Le pavé usagé redevenu à la mode est l’objet d’un obscur désir…
Inusable et réutilisable, patiné par le temps, poli par l’histoire, on le préfère largement à son homologue flamblant neuf, lisse et coupé, apparu dans les années 70. Ce pavé » béton « , surnommé » Canada Dry » est certes moins cher, mais résiste mal à l’usure et souffre d’une fâcheuse tendance à se délaver. Huons-le et bannissons-le de nos cités ! De même pour les bordures de trottoirs, où les grès ont souvent été remplacés par d’innombrables agglomérés prétendus plus solides mais qui s’effritent et sont surtout laids et uniformes.
Aujourd’hui, on redécouvre la poésie et la solidité du pavé non pas noyé dans le ciment, mais scellé et posé sur du sable dans un alignement sans vide.
Les aménagements et décorations s’inspirent des classiques d’autrefois ; le plus célèbre reste l‘étoile aux pointes dirigées vers les grandes avenues sous le regard reconnaissant de l’Arc de Triomphe à Paris.
A beaucoup d’endroits, on voit la pose perpendiculaire en croix de chevalier. Elle est surtout utilisée aux carrefours pour donner une idée de continuité.
Il y a aussi la fameuse queue de paon où les pavés sont placés en éventail épanoui du bas de la chaussée vers le haut. D’autres créations modernes ou les grès et les pavés de différents tons se mélangent pour former des mosaïques de fleurs ou d’arabesques, sont les compagnons de rêve pour une vieille rue, une église, un château, un beffroi, une vieille demeure.
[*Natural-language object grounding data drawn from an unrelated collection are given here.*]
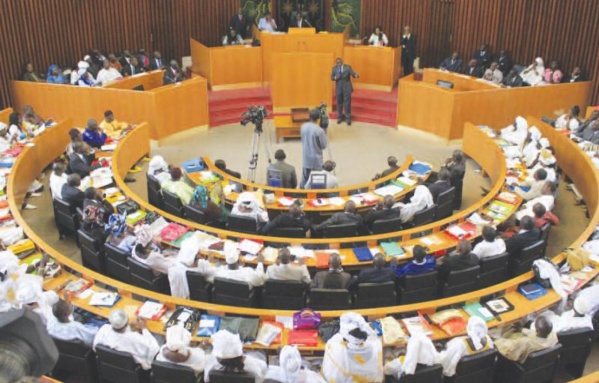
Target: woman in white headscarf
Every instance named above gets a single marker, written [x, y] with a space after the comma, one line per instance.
[177, 350]
[533, 74]
[354, 354]
[477, 341]
[421, 200]
[227, 355]
[290, 369]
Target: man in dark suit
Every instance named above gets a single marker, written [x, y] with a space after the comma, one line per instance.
[377, 274]
[408, 50]
[239, 23]
[172, 74]
[156, 61]
[453, 63]
[349, 215]
[293, 219]
[343, 89]
[473, 69]
[527, 235]
[483, 56]
[441, 185]
[80, 162]
[383, 210]
[70, 191]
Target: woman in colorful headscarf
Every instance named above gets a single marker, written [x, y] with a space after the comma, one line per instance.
[476, 342]
[354, 354]
[55, 76]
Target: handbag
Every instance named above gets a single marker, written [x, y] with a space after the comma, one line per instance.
[306, 319]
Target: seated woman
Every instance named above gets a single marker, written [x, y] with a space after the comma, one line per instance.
[177, 350]
[354, 354]
[421, 200]
[378, 38]
[232, 38]
[475, 342]
[228, 356]
[178, 186]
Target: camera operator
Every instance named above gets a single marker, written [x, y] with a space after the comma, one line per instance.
[314, 141]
Les grès et les pavés flirtent de nouveau avec leur environnement comme des amoureux repentis, trop longtemps délaissés, prêts à se faire pardonner.
Notes :
Mosaïque : Encore nommé » petit pavé « . Il doit son nom à sa variété de couleurs, gris, blanc, rouge, bleuâtre et verdâtre. Sa petite dimension, 8 à 10 cm de côté, en fit son succès. En 1968 il couvrait encore 40 % de la chaussée Parisienne.
Échantillon : 14 x 10 cm. Les professionnels le surnomment » le 14 « . Il dispose également d’une gamme de couleurs assez étendue. Aujourd’hui on le scie souvent en deux et on dispose la partie plus plane vers le ciel. Une façon de joindre l’économique au confortable tout en ménageant l’aspect rustique.
P.P.C.: Nom de code pour » passage de porte cochère « . En clair, il compose sur les trottoirs ce que nous appelons » bateaux « . Il est disposé en croisillon. Il mesure 16 x 16 cm et est en voie de disparition.
Le Roi : Passé à la moulinette de la révolution, il s’appelle Napoléon. Sa grande taille, 20 x 30 cm, fait aujourd’hui sa rareté mais c’est celui que les connaisseurs préfèrent.
Bois : De 1865 à 1938, ce pavé séduisit autant le nouveau monde que le vieux continent. En France, il fit ses premiers pas rue Madame à Paris. Il avait l’avantage d’être peu bruyant mais la mauvaise odeur qu’il dégageait a signifié son abandon progressif depuis 1914.
Béton : Ce pavé surnommé le « Canada Dry » apparu vers 1970 est le moins cher, et résiste mal à l’usure et souffre d’une fâcheuse tendance à se délaver.